Fragen an Ihren Arzt.      

Fragen an Ihren Arzt

Fragen können sein:

● Was ist Ihrer Meinung nach die Ursache meiner Symptome?      

● Welche Arten von diagnostischen Tests oder Verfahren benötige ich ggf.?      

● Welchen Behandlungsansatz empfehlen Sie?      

● Wie bald nach Beginn der Behandlung kann ich erwarten, dass ich mich besser fühle?      

● Gibt es Selbstpflegemaßnahmen, die ich ergreifen kann, um meine Beschwerden zu lindern?      

● Empfehlen Sie, dass ich von der Arbeit oder der Schule zu Hause bleibe? Für wie lange?      

● Hilft es, wenn ich mit dem Rauchen aufhöre?      

● Bin ich durch diese Erkrankung einem Risiko für Langzeitkomplikationen ausgesetzt?      

● Ich habe andere gesundheitliche Probleme. Wie kann ich sie am besten gemeinsam managen?      

Zögern Sie nicht, während Ihres Termins weitere Fragen zu stellen.

Was Sie von Ihrem Arzt erwarten können

Seien Sie bereit, Fragen zu beantworten, die Ihr Arzt stellen könnte:

● Wie würden Sie Ihre Symptome beschreiben?      

● Was, wenn überhaupt, scheint Ihre Symptome zu verbessern oder zu verschlimmern?      

● Wurden bei Ihnen andere Erkrankungen diagnostiziert oder behandelt?      

● Waren Sie kürzlich verreist?      

● Waren Sie im Laufe der Jahre an einer Arbeit, an Projekten oder Hobbys beteiligt, bei denen Sie möglicherweise Asbest ausgesetzt waren?      

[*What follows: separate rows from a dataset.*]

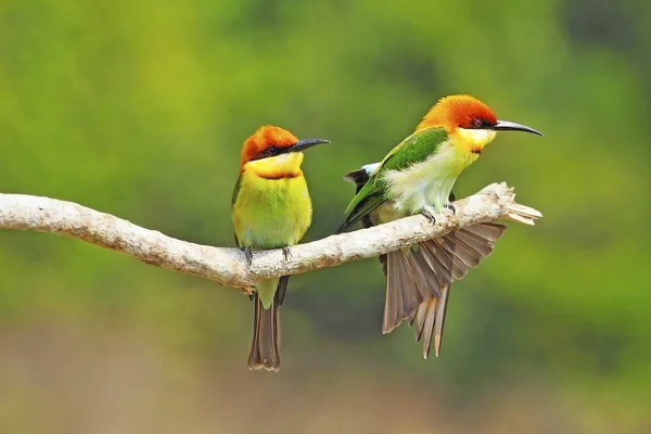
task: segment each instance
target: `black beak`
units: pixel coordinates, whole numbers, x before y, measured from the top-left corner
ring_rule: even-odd
[[[524,132],[532,132],[534,135],[542,136],[542,132],[540,132],[540,131],[536,131],[533,128],[526,127],[524,125],[515,124],[515,123],[510,123],[508,120],[498,120],[495,126],[490,127],[490,129],[495,130],[495,131],[524,131]]]
[[[330,143],[330,140],[323,140],[323,139],[298,140],[296,143],[294,143],[290,148],[288,148],[288,152],[303,152],[306,149],[311,148],[316,144],[320,144],[320,143]]]

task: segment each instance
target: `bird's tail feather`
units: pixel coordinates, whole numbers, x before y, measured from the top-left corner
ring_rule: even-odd
[[[283,276],[278,282],[273,302],[265,309],[257,292],[253,295],[253,342],[248,353],[250,369],[280,370],[280,312],[278,309],[284,298],[289,276]]]

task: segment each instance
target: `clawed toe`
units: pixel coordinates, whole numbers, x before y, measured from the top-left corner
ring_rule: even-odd
[[[292,251],[290,250],[289,245],[282,247],[282,256],[284,256],[285,260],[288,260],[288,258],[292,256]]]
[[[427,209],[421,210],[421,215],[430,220],[432,225],[436,225],[436,217],[434,217],[434,214],[430,213]]]
[[[251,265],[253,263],[253,251],[251,247],[242,247],[242,252],[244,252],[244,256],[246,257],[246,264]]]

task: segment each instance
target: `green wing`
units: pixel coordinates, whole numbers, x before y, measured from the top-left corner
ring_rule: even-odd
[[[386,201],[386,184],[382,174],[386,170],[403,170],[412,164],[425,161],[446,140],[447,132],[443,128],[427,128],[403,140],[386,154],[380,166],[371,174],[368,182],[353,197],[344,212],[345,220],[337,232],[349,229]]]

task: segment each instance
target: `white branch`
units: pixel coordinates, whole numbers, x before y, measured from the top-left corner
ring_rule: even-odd
[[[459,228],[497,219],[526,225],[542,215],[515,202],[513,189],[494,183],[455,202],[456,215],[436,215],[436,225],[413,216],[387,225],[331,235],[281,250],[256,253],[246,264],[238,248],[212,247],[177,240],[127,220],[49,197],[0,193],[0,228],[59,233],[125,253],[145,264],[214,280],[248,292],[259,279],[297,275],[379,256]]]

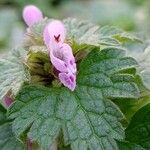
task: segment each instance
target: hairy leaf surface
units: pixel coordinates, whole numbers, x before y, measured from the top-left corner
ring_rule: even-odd
[[[124,138],[123,114],[111,101],[139,97],[134,75],[127,70],[137,65],[116,48],[93,50],[80,64],[77,87],[26,86],[11,107],[13,131],[28,136],[49,149],[63,130],[65,144],[73,150],[118,149],[115,139]]]

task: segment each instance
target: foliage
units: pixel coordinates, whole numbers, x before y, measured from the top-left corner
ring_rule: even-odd
[[[126,43],[141,40],[114,27],[63,20],[66,42],[73,49],[78,68],[77,87],[71,92],[53,74],[43,44],[42,31],[48,21],[33,25],[21,48],[0,59],[1,100],[11,91],[15,101],[8,108],[8,118],[6,112],[1,116],[12,125],[13,137],[24,143],[22,137],[27,136],[44,150],[56,141],[62,144],[60,149],[148,149],[149,141],[145,144],[141,139],[149,137],[149,116],[145,119],[149,97],[143,95],[149,90],[140,78],[138,59],[126,56],[124,50],[129,48]],[[136,105],[141,100],[140,106]],[[130,104],[135,106],[131,114]],[[138,120],[137,116],[143,117]],[[62,136],[64,141],[60,142]]]

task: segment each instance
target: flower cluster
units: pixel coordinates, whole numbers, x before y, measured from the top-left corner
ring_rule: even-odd
[[[41,21],[43,15],[35,6],[26,6],[23,11],[23,18],[30,27]],[[43,40],[49,51],[53,67],[58,72],[61,83],[74,90],[76,87],[76,63],[72,48],[65,43],[66,31],[64,24],[59,20],[49,22],[43,31]]]

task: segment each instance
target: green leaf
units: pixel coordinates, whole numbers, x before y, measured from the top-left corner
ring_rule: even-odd
[[[29,129],[28,136],[45,150],[61,129],[73,150],[118,149],[123,114],[110,99],[138,98],[134,76],[124,71],[135,65],[123,50],[96,48],[81,62],[74,92],[37,85],[22,89],[9,110],[13,131],[19,137]]]
[[[150,104],[142,107],[133,116],[126,129],[126,139],[150,149]]]
[[[65,19],[64,24],[67,30],[68,39],[72,39],[78,44],[89,45],[119,45],[127,41],[141,42],[136,36],[130,35],[120,29],[111,26],[100,28],[88,21],[77,19]]]
[[[145,150],[140,145],[130,143],[130,142],[123,142],[123,141],[117,141],[119,150]]]
[[[22,48],[13,50],[7,57],[0,58],[0,100],[11,91],[16,94],[28,80]]]
[[[6,111],[0,106],[0,149],[24,150],[23,144],[12,133],[12,123],[6,118]]]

● Rauchen oder haben Sie geraucht? Wenn ja, wie viel und wie lange?      

● Haben Sie in letzter Zeit geschwollene und empfindliche Gelenke oder Hautausschläge bemerkt?      

Ihr Arzt wird basierend auf Ihren Reaktionen, Symptomen und Bedürfnissen zusätzliche Fragen stellen. Das Vorbereiten und Antizipieren von Fragen hilft Ihnen, Ihre Zeit mit dem Arzt optimal zu nutzen.